The tale opens with a Mr Haynes, a man heading out the wrong end of middle-aged, being offered an enormous sum of money for a task that’s not specified, but to which he’s uniquely suited, and which must occur in September. From this teaser we jump to the same man being chased through Venice and murdered after sending a fax.

This fax ends up in Winch’s headquarters, where several unfortunates also end up dead. Meanwhile, Winch’s girlfriend is in Venice and under observation by a terrorist group. Yes, once again, the W Group is a financial target, and once again Winch is motivated to see to matters personally. Let it be said, though, that the plot of a rogue director repeated in the earliest books is now buried never to be revived.

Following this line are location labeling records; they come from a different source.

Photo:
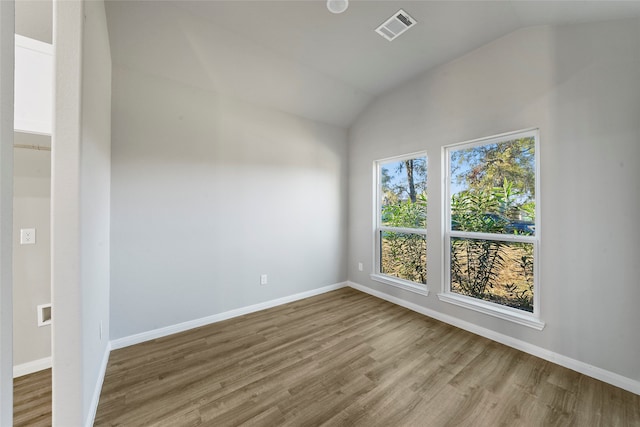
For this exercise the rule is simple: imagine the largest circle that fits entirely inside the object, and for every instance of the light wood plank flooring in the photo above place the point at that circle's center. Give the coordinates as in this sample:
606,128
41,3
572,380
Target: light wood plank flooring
347,359
32,400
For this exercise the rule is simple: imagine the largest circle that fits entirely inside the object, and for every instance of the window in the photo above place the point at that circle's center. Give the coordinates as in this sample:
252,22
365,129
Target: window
492,231
401,217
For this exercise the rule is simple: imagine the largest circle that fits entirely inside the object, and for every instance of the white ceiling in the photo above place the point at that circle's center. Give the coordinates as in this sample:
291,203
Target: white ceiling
298,57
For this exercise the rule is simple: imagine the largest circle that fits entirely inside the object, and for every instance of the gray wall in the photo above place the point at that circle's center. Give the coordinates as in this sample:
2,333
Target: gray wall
7,12
95,194
207,194
31,263
578,84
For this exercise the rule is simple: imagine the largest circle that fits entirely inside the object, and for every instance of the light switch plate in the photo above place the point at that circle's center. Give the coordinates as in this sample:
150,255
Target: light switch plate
28,236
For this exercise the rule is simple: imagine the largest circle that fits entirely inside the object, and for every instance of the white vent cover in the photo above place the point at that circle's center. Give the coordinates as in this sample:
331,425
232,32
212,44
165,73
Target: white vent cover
396,25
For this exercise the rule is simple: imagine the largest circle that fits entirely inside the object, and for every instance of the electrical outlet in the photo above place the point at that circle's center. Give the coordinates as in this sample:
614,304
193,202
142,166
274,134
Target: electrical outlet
27,236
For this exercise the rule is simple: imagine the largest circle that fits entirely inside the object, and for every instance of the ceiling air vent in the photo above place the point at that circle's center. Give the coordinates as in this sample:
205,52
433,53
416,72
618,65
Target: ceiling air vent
396,25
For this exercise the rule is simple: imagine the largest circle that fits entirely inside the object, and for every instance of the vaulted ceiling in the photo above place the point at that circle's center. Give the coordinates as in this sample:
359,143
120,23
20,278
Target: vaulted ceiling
298,57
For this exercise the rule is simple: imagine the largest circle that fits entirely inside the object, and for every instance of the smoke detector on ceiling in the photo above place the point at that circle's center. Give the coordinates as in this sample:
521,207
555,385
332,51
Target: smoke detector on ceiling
337,6
396,25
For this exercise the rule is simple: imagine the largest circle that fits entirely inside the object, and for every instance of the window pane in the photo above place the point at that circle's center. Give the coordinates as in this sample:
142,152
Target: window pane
494,271
403,198
404,255
493,187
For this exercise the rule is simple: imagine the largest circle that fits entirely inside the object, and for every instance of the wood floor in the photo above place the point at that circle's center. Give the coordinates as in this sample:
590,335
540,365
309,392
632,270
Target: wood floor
32,400
347,359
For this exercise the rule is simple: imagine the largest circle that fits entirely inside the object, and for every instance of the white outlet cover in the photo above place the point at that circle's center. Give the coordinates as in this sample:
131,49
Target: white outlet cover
27,236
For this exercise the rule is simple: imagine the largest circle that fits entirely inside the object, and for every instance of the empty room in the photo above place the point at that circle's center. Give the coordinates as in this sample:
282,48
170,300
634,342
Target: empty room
340,213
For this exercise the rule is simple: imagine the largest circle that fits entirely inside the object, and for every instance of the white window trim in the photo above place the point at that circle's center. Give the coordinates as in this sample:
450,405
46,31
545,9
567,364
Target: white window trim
377,276
521,317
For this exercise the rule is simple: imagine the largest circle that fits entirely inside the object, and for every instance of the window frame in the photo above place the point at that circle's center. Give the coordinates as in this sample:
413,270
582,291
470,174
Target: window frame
378,228
493,309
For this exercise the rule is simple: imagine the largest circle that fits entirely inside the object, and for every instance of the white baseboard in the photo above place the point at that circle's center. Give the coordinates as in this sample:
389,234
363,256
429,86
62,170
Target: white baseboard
584,368
196,323
93,408
31,367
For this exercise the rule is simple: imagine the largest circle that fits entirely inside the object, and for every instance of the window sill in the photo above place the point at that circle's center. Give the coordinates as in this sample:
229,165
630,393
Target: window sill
402,284
494,310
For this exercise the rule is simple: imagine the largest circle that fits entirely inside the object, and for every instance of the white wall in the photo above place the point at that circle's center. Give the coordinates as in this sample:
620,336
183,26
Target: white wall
6,210
578,84
80,208
31,263
207,194
34,19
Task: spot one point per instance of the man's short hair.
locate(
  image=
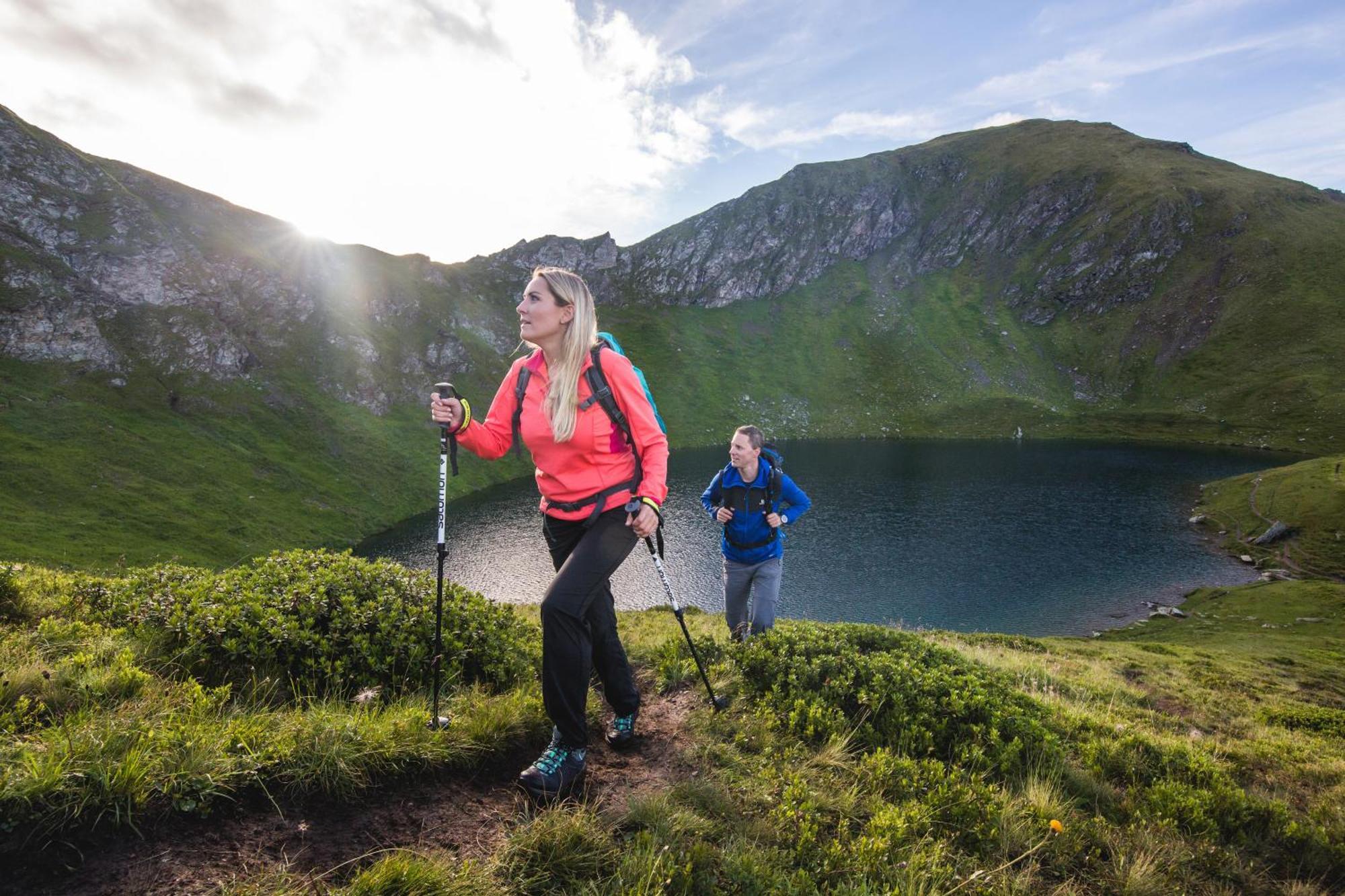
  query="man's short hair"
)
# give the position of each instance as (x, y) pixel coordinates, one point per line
(754, 435)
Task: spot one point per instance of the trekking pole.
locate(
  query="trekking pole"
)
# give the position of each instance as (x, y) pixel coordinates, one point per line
(447, 448)
(719, 702)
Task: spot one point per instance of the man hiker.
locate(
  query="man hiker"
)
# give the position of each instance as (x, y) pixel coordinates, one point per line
(754, 499)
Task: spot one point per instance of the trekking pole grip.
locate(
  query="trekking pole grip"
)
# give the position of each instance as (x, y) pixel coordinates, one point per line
(446, 391)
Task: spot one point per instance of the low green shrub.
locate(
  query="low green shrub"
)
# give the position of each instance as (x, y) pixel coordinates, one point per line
(329, 622)
(558, 852)
(1320, 720)
(412, 874)
(11, 599)
(892, 689)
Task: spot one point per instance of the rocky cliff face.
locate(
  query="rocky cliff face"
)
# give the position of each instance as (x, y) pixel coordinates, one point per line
(116, 270)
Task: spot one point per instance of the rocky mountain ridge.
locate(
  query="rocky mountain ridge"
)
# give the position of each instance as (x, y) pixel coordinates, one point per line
(112, 268)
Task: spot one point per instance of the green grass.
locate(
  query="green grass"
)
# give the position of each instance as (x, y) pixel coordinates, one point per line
(1200, 755)
(1308, 497)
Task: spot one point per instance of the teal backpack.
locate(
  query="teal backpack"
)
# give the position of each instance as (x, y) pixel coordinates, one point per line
(602, 393)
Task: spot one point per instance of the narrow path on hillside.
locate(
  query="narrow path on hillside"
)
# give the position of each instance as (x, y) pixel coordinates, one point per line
(467, 817)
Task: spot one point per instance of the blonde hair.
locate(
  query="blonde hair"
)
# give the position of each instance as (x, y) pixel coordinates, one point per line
(563, 396)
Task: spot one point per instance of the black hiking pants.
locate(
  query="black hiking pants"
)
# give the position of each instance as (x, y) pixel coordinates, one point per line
(579, 622)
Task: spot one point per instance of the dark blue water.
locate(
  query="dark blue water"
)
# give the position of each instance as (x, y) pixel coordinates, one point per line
(1034, 537)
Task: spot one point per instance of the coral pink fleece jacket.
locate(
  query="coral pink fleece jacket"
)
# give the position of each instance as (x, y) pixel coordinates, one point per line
(597, 456)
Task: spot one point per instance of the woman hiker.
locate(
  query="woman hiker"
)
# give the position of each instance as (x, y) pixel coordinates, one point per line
(598, 501)
(754, 499)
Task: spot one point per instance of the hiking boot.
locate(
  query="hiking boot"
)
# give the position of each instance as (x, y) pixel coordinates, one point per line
(555, 774)
(621, 733)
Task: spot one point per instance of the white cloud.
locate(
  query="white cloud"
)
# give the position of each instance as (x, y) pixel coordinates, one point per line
(1160, 40)
(769, 128)
(999, 119)
(414, 126)
(1277, 143)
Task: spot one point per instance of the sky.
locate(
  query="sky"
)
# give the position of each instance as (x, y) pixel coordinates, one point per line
(459, 127)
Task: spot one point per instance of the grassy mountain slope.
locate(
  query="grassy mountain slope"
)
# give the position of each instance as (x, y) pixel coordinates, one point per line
(1202, 755)
(189, 378)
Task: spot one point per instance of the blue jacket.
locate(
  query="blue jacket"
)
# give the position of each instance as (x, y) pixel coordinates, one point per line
(753, 528)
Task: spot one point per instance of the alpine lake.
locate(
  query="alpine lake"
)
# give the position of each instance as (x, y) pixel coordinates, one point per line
(1020, 537)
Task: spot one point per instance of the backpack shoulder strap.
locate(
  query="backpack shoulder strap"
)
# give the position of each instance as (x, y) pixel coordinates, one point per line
(774, 483)
(605, 397)
(525, 373)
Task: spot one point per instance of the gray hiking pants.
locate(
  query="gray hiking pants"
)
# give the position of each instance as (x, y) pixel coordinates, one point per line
(751, 594)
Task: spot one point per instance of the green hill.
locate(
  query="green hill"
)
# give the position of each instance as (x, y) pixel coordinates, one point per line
(1202, 755)
(185, 378)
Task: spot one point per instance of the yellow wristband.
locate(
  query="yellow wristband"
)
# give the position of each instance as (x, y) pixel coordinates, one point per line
(467, 415)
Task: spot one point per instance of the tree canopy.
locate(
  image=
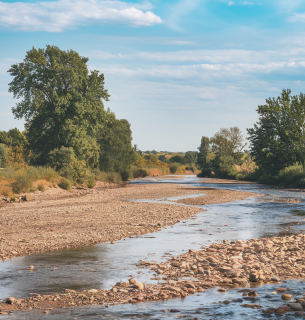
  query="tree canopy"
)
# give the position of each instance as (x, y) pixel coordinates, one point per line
(61, 102)
(277, 139)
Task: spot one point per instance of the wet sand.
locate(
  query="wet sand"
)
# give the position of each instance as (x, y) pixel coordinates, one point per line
(226, 265)
(58, 219)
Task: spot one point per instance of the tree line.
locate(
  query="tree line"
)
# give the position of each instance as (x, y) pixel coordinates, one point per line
(66, 123)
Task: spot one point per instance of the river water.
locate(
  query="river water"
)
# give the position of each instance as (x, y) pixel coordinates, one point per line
(102, 265)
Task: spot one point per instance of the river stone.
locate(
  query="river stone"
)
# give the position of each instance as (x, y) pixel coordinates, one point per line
(10, 300)
(295, 306)
(286, 296)
(139, 285)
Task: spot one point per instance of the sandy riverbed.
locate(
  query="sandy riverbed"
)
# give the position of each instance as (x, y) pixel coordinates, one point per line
(58, 219)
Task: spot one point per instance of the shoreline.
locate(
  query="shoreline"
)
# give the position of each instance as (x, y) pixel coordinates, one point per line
(59, 219)
(237, 264)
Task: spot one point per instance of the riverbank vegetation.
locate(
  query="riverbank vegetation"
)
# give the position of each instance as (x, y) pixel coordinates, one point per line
(277, 146)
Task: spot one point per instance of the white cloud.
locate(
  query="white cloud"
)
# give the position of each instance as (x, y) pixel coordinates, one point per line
(297, 17)
(56, 16)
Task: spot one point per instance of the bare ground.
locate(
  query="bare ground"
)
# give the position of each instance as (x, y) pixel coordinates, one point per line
(58, 219)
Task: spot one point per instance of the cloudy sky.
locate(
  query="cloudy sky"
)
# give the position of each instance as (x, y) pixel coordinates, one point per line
(176, 70)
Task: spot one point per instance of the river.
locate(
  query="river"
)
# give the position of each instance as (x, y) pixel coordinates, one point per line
(102, 265)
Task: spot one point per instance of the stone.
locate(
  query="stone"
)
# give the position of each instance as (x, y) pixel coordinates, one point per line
(10, 300)
(275, 278)
(286, 296)
(139, 286)
(295, 306)
(28, 197)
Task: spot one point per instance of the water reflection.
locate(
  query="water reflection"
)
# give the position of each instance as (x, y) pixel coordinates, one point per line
(101, 266)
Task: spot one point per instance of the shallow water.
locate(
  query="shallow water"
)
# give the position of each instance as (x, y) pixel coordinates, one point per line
(101, 266)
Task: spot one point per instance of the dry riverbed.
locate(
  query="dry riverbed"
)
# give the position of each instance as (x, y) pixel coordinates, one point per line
(226, 265)
(58, 219)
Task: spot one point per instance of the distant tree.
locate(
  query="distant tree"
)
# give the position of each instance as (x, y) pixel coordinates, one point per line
(3, 155)
(61, 102)
(4, 138)
(177, 159)
(204, 149)
(163, 158)
(227, 142)
(191, 157)
(116, 150)
(277, 139)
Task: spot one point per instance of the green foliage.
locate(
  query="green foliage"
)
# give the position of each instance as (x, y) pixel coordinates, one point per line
(174, 167)
(139, 173)
(21, 182)
(61, 158)
(65, 184)
(116, 151)
(204, 149)
(60, 101)
(90, 182)
(41, 187)
(163, 158)
(110, 177)
(3, 155)
(191, 158)
(152, 158)
(277, 139)
(177, 159)
(225, 167)
(227, 142)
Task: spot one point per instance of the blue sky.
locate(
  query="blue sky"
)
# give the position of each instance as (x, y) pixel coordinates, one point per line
(176, 70)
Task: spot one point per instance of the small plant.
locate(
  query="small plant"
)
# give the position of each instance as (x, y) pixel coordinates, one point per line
(91, 182)
(41, 188)
(65, 184)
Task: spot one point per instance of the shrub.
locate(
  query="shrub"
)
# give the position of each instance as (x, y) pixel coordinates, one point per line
(65, 184)
(139, 173)
(125, 175)
(174, 167)
(91, 182)
(21, 182)
(41, 187)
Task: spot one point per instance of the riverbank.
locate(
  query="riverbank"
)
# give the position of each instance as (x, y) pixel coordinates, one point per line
(225, 265)
(58, 219)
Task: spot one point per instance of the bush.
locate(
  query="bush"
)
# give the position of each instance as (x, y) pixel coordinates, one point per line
(41, 187)
(91, 182)
(125, 175)
(174, 167)
(65, 184)
(139, 173)
(21, 182)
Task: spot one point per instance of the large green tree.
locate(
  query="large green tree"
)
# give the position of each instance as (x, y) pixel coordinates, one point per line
(61, 102)
(116, 151)
(277, 139)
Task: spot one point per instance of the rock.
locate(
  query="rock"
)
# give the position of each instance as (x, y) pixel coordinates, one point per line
(275, 278)
(139, 286)
(28, 197)
(10, 300)
(295, 306)
(286, 296)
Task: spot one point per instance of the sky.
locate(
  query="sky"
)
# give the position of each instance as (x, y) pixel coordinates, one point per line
(176, 70)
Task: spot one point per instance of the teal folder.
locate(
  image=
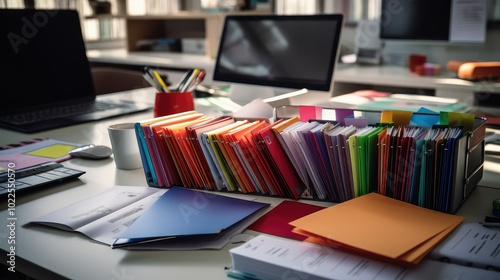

Part of the reason Francq only draws the single 48 page volume a year is his meticulous methods. As Largo Winch takes a boat trip in Paris Notre Dame is not just sketched into the background, but depicted with every buttress and decorative motif in place. Venice receives a similar sumptuous treatment later in the book, and it’s these moments that produce the slight twinge of regret that Cinebook reduce the art before publication. Taken in isolation, even a small panel of people crossing a street in New York is beautifully rendered in Francq’s clear line style.

As are the frankly gratuitous sex scenes with which Van Hamme peppers the series. To protect the delicate sensibilities of English language readers, extra drapes or items of clothing are added over some body parts, apparently with the consent of the creators.

There’s a spectacular action sequence ending in an imaginative and blackly humourous death in New York, before Winch heads to Venice, where the story is concluded in …and Die.